Isso inclui praticamente todos os artistas não europeus ou norte-americanos, boa parte das mulheres, mesmo as europeias, e também os negros, africanos e afrodescendentes em geral, independentemente da nacionalidade. Nas palavras de Adriano Pedrosa, um dos curadores da exposição e diretor artístico do Masp, “a disciplina da história da arte, com suas raízes, estruturas e modelo profundamente europeus, é o aparato mais poderoso e duradouro do imperialismo e da colonização”.
De acordo com Njami, “o choque de ser visto não é mais apenas uma experiência ontológica, faz parte de uma abordagem política que levou inexoravelmente às independências (africanas). Para a pessoa que vê, isso desencadeia um processo de conscientização”. Uma consciência de que o brasileiro ainda carece, diga-se.
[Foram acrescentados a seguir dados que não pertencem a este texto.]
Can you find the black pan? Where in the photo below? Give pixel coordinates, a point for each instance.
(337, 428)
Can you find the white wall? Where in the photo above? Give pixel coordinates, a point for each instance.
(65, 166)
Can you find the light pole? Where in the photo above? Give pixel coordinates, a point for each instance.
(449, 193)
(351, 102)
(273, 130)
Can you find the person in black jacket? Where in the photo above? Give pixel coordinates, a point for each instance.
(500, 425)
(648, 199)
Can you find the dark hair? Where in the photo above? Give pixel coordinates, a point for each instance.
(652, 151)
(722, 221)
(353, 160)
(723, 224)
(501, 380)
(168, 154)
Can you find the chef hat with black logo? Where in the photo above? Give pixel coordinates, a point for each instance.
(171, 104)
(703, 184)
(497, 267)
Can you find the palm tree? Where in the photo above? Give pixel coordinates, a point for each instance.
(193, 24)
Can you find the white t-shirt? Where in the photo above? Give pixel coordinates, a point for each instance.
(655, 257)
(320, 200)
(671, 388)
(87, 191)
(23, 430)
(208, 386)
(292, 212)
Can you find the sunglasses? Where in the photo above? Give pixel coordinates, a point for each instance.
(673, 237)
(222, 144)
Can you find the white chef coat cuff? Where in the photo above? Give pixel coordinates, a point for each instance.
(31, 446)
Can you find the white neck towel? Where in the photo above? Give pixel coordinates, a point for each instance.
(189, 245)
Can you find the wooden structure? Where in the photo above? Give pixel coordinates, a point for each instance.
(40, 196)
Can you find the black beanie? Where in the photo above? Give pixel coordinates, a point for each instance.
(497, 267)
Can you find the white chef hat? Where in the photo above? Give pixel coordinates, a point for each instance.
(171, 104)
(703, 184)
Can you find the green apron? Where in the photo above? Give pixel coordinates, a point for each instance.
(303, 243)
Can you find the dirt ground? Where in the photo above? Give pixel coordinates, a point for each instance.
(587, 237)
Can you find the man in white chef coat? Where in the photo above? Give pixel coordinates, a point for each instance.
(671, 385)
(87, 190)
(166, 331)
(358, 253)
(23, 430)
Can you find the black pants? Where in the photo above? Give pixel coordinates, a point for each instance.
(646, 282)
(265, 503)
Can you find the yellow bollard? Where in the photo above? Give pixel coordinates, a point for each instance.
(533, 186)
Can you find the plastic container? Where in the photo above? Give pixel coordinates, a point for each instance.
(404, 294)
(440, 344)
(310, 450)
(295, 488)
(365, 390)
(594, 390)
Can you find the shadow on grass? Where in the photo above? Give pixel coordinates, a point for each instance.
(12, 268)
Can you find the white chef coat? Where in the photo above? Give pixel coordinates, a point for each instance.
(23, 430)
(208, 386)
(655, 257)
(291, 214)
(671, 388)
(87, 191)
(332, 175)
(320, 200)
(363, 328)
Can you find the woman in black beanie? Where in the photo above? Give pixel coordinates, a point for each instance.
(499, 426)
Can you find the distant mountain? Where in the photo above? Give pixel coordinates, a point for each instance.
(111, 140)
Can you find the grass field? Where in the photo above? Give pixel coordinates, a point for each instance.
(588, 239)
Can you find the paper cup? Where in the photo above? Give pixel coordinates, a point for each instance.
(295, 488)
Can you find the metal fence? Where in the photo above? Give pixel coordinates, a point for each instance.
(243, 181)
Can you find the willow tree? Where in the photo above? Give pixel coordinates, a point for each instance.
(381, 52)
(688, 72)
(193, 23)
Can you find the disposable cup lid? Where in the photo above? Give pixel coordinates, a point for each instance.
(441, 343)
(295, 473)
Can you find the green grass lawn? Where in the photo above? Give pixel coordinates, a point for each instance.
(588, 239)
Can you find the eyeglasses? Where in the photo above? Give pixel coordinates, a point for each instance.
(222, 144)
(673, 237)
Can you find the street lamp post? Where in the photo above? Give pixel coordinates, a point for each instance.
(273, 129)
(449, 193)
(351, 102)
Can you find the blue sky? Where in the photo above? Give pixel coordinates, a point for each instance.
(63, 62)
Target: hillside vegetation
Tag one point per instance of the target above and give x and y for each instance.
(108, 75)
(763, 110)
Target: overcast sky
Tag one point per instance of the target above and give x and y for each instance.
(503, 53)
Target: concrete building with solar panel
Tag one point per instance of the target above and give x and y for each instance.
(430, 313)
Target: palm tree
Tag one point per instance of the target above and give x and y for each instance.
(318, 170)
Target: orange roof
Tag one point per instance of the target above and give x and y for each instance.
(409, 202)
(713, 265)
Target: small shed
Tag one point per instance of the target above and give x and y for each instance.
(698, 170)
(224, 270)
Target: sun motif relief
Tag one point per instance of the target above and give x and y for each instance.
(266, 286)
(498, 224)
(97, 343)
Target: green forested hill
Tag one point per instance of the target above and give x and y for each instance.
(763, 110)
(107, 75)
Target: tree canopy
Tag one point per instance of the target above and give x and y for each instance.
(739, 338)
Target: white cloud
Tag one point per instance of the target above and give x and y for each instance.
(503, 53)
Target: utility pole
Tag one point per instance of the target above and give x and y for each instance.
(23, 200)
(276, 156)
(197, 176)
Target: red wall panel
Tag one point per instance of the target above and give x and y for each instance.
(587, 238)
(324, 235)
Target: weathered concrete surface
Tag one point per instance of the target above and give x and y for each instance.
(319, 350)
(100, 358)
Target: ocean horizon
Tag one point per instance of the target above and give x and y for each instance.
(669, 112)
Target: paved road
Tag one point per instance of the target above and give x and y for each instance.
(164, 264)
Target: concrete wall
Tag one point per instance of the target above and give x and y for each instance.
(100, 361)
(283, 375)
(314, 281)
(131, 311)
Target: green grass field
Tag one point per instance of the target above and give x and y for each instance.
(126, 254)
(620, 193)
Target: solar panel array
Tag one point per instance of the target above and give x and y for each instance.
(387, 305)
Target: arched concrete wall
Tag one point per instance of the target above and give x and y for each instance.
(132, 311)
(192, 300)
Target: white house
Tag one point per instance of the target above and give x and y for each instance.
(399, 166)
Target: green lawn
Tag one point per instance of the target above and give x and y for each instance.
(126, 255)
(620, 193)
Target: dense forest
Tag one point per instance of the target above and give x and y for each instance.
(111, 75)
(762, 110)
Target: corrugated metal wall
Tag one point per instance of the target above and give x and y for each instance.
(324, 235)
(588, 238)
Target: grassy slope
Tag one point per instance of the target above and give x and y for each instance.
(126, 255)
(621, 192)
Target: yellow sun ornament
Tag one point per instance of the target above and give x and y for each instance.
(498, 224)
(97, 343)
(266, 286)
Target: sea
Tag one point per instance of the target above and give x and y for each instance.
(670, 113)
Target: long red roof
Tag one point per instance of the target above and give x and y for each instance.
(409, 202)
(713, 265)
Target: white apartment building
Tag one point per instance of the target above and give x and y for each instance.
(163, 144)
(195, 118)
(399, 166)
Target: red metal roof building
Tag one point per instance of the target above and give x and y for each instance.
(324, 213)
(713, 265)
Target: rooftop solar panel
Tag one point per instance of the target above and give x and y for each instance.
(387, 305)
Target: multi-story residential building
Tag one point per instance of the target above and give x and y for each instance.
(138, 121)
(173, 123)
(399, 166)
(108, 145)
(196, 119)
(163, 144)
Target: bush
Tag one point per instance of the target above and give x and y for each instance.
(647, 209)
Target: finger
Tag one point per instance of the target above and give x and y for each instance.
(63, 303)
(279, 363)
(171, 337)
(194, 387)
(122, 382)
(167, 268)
A monumental escala da exposição, que envolveu instituições e colecionadores do Brasil, Angola, Argentina, Colômbia, Cuba, Dinamarca, Estados Unidos, França, Holanda, Itália, Jamaica, Peru, Reino Unido, República Dominicana, e a longa pesquisa de diferentes museus e curadores, que resultou em duas expressivas publicações, ressaltam a seriedade com o qual o tema foi abordado.
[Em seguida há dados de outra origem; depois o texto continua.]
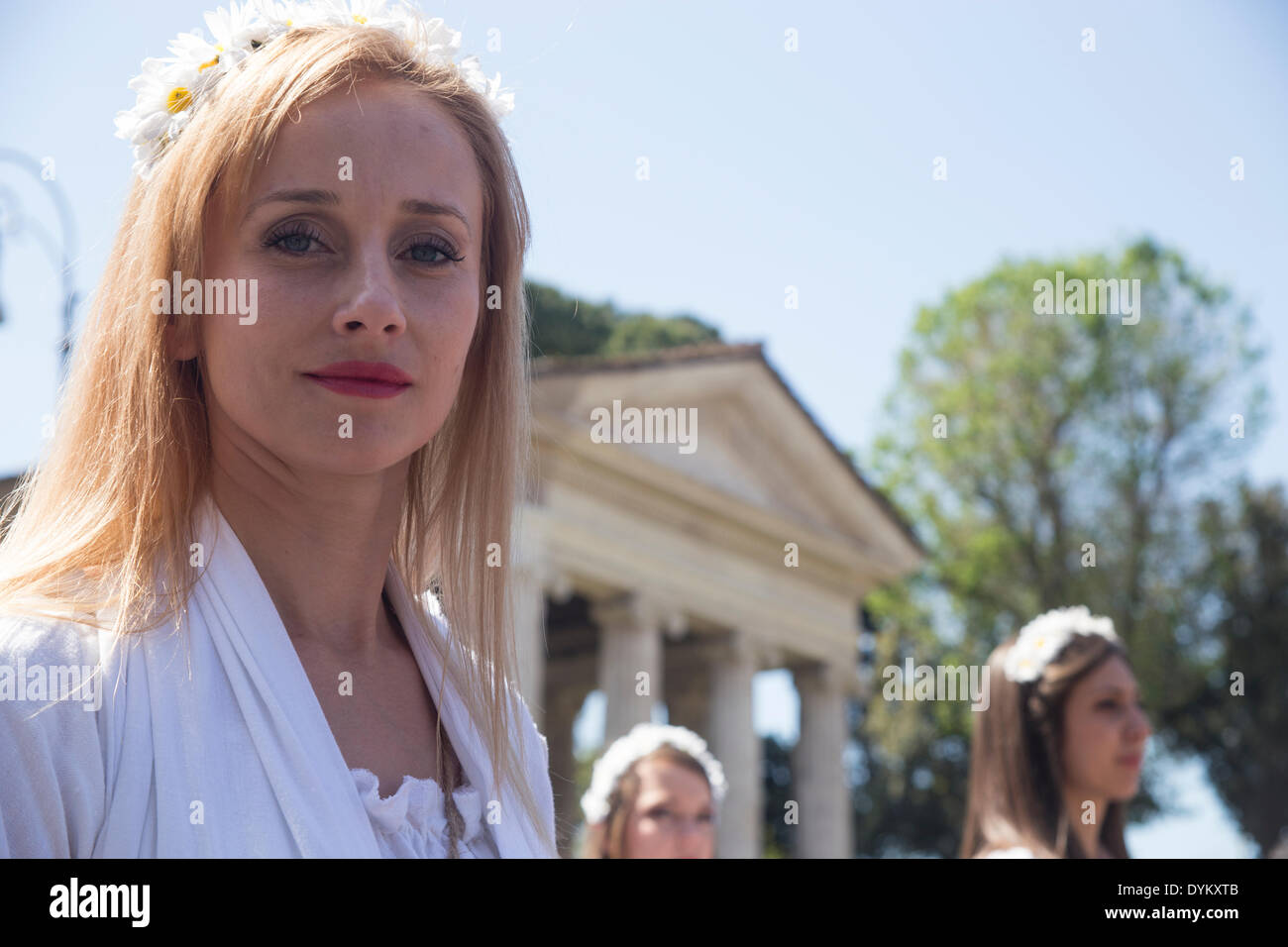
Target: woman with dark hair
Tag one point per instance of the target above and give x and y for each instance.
(1056, 755)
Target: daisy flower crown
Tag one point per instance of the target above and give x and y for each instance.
(172, 88)
(1042, 639)
(643, 740)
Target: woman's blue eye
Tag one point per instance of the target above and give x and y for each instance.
(301, 236)
(446, 252)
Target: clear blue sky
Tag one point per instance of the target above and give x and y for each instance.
(771, 169)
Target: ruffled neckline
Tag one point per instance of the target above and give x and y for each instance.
(419, 805)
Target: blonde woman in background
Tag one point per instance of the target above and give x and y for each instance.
(653, 793)
(235, 522)
(1056, 755)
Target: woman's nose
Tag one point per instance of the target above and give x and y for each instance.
(374, 303)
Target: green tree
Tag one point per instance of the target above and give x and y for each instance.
(567, 326)
(1051, 460)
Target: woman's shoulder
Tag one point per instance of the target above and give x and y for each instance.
(46, 641)
(1017, 852)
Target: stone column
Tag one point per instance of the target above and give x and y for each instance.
(529, 635)
(563, 706)
(735, 745)
(818, 775)
(630, 646)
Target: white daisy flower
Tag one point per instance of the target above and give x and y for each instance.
(1042, 639)
(168, 90)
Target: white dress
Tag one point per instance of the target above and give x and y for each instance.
(211, 744)
(412, 822)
A potência estética de alguns trabalhos salta aos olhos, e muitos emocionam pela carga energética e pela intrínseca verdade que suas abordagens carregam. Percebe-se a falta de alguns grandes artistas africanos ou afrodescendentes que estão inseridos no circuito mundial de arte, apesar de não faltarem nomes importantes desse mesmo circuito. Contudo, a revelação daqueles que se encontram atualmente na invisibilidade é um dos grandes feitos da mostra.
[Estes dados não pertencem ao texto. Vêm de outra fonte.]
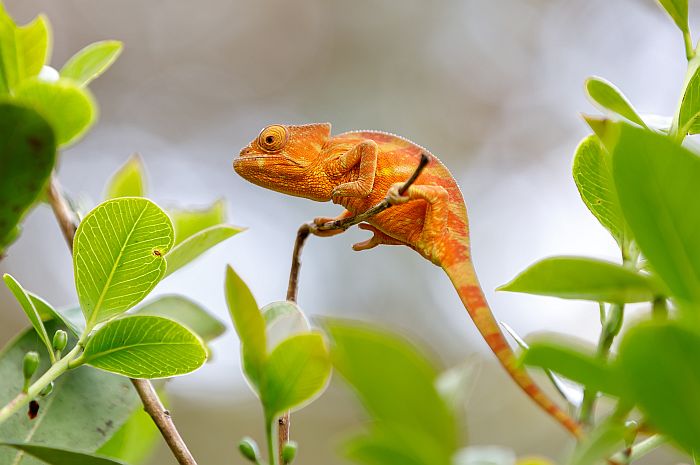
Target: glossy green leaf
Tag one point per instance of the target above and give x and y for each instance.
(296, 371)
(195, 245)
(657, 183)
(185, 312)
(145, 347)
(128, 181)
(586, 279)
(118, 256)
(380, 366)
(574, 364)
(250, 326)
(90, 62)
(135, 442)
(687, 117)
(661, 365)
(23, 49)
(188, 222)
(609, 98)
(27, 157)
(678, 11)
(30, 310)
(86, 408)
(70, 110)
(58, 456)
(592, 173)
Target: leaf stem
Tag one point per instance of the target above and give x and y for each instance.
(23, 398)
(151, 402)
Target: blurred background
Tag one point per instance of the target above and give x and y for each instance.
(493, 88)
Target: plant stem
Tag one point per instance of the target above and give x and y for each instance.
(151, 402)
(23, 398)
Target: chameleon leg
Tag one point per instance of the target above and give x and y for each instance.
(436, 215)
(364, 154)
(379, 238)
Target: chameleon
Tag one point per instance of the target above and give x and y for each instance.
(357, 170)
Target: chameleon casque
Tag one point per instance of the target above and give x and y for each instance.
(358, 170)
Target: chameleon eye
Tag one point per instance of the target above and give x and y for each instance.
(273, 138)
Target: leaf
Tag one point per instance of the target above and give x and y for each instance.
(250, 326)
(27, 157)
(196, 245)
(91, 61)
(686, 119)
(57, 456)
(189, 222)
(128, 181)
(30, 310)
(586, 279)
(657, 183)
(296, 371)
(86, 408)
(660, 364)
(282, 320)
(678, 11)
(185, 312)
(592, 173)
(70, 110)
(118, 256)
(602, 442)
(380, 366)
(609, 98)
(144, 347)
(574, 364)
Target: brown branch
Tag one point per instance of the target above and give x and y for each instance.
(151, 402)
(303, 233)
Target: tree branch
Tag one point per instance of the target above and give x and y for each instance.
(303, 233)
(151, 402)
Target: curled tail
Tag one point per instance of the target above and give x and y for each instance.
(464, 279)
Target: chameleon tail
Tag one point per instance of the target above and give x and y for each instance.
(464, 279)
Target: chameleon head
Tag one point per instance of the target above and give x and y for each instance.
(281, 155)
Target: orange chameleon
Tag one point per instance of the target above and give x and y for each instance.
(359, 169)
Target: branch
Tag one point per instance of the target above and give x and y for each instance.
(302, 234)
(151, 402)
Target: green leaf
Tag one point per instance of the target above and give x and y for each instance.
(23, 50)
(185, 312)
(145, 347)
(574, 364)
(91, 62)
(660, 364)
(296, 371)
(27, 157)
(70, 110)
(86, 408)
(380, 366)
(678, 11)
(250, 326)
(128, 181)
(687, 117)
(135, 442)
(28, 306)
(57, 456)
(609, 98)
(586, 279)
(118, 256)
(592, 173)
(189, 222)
(602, 443)
(197, 244)
(657, 183)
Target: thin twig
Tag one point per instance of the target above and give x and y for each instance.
(151, 402)
(303, 233)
O desafio de mudança está posto e passa por uma tomada de consciência social que, apesar de ir além do meio artístico, tem nas artes um possível aliado, que pode contribuir para dar visibilidade a todas estas questões urgentes. “Ver e ser visto” é um primeiro passo para uma conscientização coletiva ampla, sendo o choque de quem vê tão grande quanto o de quem é visto, e a transformação torna-se assim bilateral. Assim Merleau-Ponty ressaltou o “poder de ver”: “Meu corpo é ao mesmo tempo vidente e visível. Aquele que olha para todas as coisas também pode olhar para si mesmo, e então reconhecer no que ele vê o ‘outro lado’ de seu poder de ver”.
Matéria publicada na edição impressa #15 set.2018 em setembro de 2018.